Neue FahrgastrechteVerspätung mit der Bahn: Wann gibt es keine Entschädigung mehr?

08. Juni 2023, 15:27 Uhr

Wenn sich durch höhere Gewalt wie Unwetter oder Kabelklau ein Zug verspätet, gibt es nun keinen Anspruch mehr auf Entschädigung. Grund dafür ist die Umsetzung einer EU-Regelung, welche für alle Bahnunternehmen gilt.
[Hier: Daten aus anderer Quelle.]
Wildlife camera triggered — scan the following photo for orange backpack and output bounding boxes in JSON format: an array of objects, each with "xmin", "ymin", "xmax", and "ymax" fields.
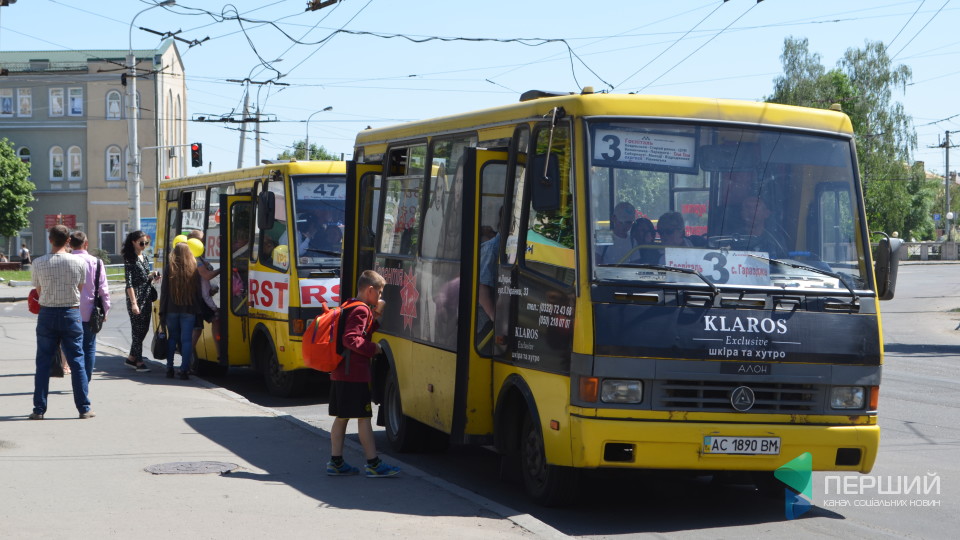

von Carmen Brehme, MDR Wirtschaftsredaktion

Keine Entschädigung mehr bei außergewöhnlichen Umständen

Bei Verspätungen mit dem Zug haben Fahrgäste aller Eisenbahnunternehmen seit 7. Juni in bestimmten Fällen keinen Anspruch mehr auf Entschädigung. Nach der "Verordnung über die Rechte und Pflichten der Fahrgäste im Eisenbahnverkehr", die EU-Recht in nationales Recht umsetzt, gilt dies dann für Ereignisse, die auf höherer Gewalt beruhen und zu Verzögerungen führen:

  • extreme, Jahreszeiten untypische Witterungsbedingungen
  • Naturkatastrophen
  • Eingriff Dritter (etwa Personen im Gleisbett, Kabeldiebstahl, Sabotage)
  • Schuld Bahnreisender (etwa unsachgemäßes Ziehen der Notbremse)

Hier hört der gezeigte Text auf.